Future Tasks and Limitations
There are other important future tasks. For example, in the average cranial model of G6 (12–17 months of age), the SD of the 2D measurement value was small, but as shown in Figure 4, it is large in the 3D analysis. This means that individual differences in 3D morphology exist, which cannot be expressed by conventional 2D values. To analyze morphologic differences in 3D, we intend to apply principal component analysis to these homologous models. If we can elucidate the elements that determine the individual differences, we may be able to develop a novel classification of cranial morphology. These data will be a powerful guide in the treatment of cranial deformities, elucidating the pathology and screening of the diseases.

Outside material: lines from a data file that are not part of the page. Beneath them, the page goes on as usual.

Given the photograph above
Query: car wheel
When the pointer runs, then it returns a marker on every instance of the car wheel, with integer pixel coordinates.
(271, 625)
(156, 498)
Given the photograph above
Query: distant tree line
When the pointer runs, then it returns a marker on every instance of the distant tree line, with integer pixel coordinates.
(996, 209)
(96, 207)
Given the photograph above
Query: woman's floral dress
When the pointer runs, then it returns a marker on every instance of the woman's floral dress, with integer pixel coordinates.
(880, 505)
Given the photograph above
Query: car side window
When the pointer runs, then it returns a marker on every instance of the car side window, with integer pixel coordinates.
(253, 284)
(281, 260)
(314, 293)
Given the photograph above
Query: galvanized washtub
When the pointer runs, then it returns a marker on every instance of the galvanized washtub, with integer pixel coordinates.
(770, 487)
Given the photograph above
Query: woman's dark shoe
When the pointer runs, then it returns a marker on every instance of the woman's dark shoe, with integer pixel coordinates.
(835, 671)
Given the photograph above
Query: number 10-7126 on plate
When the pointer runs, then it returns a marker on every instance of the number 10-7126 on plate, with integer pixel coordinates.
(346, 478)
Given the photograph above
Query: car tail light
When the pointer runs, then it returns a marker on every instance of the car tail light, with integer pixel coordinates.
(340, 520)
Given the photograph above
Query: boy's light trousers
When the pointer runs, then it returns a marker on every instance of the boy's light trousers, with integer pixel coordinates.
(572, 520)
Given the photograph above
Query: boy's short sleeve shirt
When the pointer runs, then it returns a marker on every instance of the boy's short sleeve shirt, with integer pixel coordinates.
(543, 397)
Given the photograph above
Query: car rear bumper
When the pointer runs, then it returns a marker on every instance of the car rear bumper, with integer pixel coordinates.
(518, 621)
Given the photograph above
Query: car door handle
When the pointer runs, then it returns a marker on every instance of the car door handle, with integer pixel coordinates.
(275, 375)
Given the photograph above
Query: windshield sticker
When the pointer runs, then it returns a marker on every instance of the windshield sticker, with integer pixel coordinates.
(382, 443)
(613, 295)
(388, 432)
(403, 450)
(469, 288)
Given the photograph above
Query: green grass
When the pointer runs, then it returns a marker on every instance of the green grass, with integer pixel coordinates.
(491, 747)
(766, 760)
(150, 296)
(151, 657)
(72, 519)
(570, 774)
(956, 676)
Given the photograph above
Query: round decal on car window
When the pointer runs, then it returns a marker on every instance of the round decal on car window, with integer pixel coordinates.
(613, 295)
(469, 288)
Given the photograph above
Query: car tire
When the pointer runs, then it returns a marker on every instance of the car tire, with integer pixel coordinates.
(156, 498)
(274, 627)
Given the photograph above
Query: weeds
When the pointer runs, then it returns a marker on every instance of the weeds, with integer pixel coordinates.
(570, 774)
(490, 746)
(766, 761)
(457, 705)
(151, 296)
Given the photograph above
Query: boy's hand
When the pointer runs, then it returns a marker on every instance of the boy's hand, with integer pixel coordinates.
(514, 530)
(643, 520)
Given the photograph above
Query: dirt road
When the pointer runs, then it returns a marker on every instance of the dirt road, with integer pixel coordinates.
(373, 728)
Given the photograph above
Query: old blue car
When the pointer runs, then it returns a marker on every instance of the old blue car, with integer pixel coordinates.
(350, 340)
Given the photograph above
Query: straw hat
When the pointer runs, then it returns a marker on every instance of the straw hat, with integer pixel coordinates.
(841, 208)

The main limitation of this study is the number of cases. One hundred twenty individuals from a single institution are not sufficient to represent the population norms.
The other limitation is that this is a cross-sectional study. Longitudinal study is ideal to elucidate the precise patterns of growth. But considering the limited availability of CT data of healthy individuals and the fact that this study involves the largest number of cases of the age group compared with the previous studies, the number of samples and methodology seem practically sufficient.
CONCLUSIONS
Using the homologous modeling, the 3D growth patterns of the cranium of healthy infants were clarified. Six average models for the different age groups ranging from 1 month to 17 months were created, based on 120 healthy Japanese infants. The cranium grows in the entire area except for the occiput until the age of 4–5 months, making the cranium most brachycephalic at this age. Topical difference in the rate of growth is seen thereafter, and the cranium changes more dolichocephalic. These findings will support the understanding and treatment of the conditions that cause cranial deformity. To our knowledge, this is the first report to visualize the growth patterns of the entire cranium of healthy infants in 3D.
ACKNOWLEDGMENTS
The authors thank Toyohisa Tanijiri at the Medic Engineering Corporation for technical assistance with the analysis. The authors also thank the radiologic technologist Rumi Imai for timely help in collection of samples.
Footnotes
Published online 18 August 2020.
Part of this study was presented at the World Society for Simulation Surgery (WSSS) Meeting 2018, Chicago, IL.
Disclosure: The authors have no financial interest to declare in relation to the content of this article. This study was supported by a grant for Regenerative Medicine in Pediatrics and Obstetrics (29-1) from the National Center for Child Health and Development.